A committee of judges has already been appointed by the government to get to the bottom of the matter. The report that surfaced yesterday was by the Cypriot central bank last August, well before the country's bailout was made final. The central bank hired Alvarez & Marsal, a financial consulting firm, to investigate how and why the Bank of Cyprus had come to make such a high-risk gamble.

Investigators say that from August 12th last year, the central bank had ordered that all electronic data at the banks be preserved. The report did not say when the file-wiping software on Mr Eliades' and Mr Patsalides' computers was installed. But investigators did suggest that digital documents could have been erased during the many delays that followed Alvarez's requests for documents.

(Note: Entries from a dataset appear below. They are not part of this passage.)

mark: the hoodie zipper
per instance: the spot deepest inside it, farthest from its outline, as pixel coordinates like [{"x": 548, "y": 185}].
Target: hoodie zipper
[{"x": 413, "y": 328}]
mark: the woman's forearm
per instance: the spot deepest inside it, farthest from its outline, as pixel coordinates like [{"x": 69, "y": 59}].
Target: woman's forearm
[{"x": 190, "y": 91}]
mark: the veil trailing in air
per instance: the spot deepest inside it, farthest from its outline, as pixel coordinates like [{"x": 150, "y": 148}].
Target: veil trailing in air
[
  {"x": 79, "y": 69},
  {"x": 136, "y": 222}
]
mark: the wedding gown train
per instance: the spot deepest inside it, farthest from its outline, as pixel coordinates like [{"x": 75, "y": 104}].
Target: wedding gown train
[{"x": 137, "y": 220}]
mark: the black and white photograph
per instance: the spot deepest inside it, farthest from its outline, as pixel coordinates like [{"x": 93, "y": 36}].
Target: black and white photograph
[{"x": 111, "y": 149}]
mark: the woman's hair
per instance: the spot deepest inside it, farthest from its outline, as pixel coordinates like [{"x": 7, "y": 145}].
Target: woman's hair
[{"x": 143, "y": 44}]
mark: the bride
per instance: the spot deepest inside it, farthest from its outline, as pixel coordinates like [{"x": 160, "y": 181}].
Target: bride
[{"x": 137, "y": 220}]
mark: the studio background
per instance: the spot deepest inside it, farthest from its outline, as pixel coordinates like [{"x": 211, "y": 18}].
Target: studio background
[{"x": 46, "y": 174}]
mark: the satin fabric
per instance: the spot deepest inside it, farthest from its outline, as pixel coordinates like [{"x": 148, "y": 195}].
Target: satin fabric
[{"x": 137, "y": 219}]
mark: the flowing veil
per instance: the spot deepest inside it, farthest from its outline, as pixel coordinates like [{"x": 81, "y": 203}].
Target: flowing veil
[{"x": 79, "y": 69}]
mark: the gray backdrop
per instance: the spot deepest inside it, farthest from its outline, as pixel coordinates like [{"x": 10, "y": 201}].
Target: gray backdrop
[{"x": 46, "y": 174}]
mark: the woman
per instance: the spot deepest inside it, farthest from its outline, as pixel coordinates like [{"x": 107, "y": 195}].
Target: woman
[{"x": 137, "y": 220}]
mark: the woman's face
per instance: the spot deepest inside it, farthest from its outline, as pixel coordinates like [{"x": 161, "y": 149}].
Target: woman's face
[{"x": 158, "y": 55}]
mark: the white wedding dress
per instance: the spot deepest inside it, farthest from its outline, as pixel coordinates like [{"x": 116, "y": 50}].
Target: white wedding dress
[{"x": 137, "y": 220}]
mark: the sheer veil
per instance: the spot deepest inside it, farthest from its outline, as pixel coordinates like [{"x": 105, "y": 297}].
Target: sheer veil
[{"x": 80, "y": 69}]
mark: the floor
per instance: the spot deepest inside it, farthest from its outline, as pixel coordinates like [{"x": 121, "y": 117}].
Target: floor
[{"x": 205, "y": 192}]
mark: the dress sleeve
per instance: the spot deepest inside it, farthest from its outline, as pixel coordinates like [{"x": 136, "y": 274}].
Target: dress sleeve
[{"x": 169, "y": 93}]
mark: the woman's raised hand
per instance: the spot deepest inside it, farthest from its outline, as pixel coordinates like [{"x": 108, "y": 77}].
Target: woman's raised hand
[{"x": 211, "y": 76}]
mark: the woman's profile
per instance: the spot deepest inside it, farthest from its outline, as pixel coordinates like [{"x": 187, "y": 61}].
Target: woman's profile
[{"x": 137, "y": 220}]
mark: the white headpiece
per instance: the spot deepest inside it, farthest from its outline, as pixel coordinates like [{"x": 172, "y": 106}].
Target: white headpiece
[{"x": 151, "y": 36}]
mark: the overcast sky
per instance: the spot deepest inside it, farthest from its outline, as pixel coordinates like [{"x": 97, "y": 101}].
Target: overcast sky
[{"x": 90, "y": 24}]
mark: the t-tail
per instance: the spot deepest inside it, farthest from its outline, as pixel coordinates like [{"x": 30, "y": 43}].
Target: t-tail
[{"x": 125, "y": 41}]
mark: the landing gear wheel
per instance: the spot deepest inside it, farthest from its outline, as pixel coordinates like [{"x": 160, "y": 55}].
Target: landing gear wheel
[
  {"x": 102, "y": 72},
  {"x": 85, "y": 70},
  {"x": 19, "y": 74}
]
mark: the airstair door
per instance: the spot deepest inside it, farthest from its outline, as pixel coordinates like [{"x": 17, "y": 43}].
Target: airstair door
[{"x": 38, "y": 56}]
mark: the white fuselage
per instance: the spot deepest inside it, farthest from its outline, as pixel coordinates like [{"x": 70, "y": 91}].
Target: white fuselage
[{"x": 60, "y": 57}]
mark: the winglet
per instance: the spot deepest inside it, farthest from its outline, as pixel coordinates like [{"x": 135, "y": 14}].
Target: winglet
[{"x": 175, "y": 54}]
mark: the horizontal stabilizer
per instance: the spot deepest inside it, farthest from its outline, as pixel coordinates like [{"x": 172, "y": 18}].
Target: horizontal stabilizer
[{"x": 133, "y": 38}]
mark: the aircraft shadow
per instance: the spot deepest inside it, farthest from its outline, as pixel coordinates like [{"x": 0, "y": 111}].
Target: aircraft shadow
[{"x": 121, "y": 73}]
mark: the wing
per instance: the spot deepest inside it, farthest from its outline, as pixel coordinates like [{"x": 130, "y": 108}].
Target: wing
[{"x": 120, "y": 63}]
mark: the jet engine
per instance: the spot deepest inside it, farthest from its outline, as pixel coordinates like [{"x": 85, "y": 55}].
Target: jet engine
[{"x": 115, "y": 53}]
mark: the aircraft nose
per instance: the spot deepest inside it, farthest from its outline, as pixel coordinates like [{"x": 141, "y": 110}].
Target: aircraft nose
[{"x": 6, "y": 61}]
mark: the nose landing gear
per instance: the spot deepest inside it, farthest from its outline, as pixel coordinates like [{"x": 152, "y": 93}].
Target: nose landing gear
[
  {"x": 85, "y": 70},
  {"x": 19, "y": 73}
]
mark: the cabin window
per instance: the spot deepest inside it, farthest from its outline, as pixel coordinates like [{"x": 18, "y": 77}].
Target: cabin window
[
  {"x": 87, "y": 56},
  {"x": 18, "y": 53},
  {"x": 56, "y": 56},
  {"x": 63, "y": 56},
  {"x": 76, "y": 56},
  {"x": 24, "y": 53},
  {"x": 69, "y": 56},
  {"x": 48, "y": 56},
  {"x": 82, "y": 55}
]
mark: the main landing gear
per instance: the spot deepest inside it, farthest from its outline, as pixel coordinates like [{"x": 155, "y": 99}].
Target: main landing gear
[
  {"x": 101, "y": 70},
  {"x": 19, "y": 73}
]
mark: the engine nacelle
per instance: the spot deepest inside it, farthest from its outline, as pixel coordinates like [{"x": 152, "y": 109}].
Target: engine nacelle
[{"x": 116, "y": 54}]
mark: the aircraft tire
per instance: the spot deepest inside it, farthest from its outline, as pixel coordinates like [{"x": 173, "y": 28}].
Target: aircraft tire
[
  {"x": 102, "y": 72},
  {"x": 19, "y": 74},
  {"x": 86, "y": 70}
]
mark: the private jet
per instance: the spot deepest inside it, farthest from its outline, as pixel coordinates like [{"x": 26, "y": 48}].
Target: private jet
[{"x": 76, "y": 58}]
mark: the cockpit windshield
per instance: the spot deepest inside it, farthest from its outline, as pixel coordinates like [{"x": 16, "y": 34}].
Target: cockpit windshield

"Mass deletion of data appears to have been undertaken on the Patsalides computer on 18 October 2012," the report said. The findings of the Alvarez report, especially the contention that top bank executives may have obstructed a central bank investigation, are likely to stir anger widely in Cyprus. And while the top executives and board members most closely tied to the Greek bond purchase are no longer with the banks, the allegations could raise further questions about the Bank of Cyprus' ability to survive.

The Alvarez report provides new details on the extent to which Bank of Cyprus officials were hoping that the high yields generated by the Greek bonds would cover the bank's imploding loan book. Alvarez investigators said that, according to the records they were able to secure from the bank, the decision to buy the bonds was based on a last gasp effort by the bank to generate profits as their loan book began to sour in late 2009 and through the spring of 2010.

Investigators also said that the bank, like others in Europe at the time, made use of cheap financing from the European Central Bank to make these bets. As a result, executives in the bank's treasury department bought the riskiest high-yielding bonds available and found willing sellers in banks eager to reduce their exposure to Greece.

When it became clear not long after the Greek bailout in May 2010 that some form of debt restructuring would have to take place, the Bank of Cyprus found itself stuck with a €2.4 billion portfolio of Greek bonds.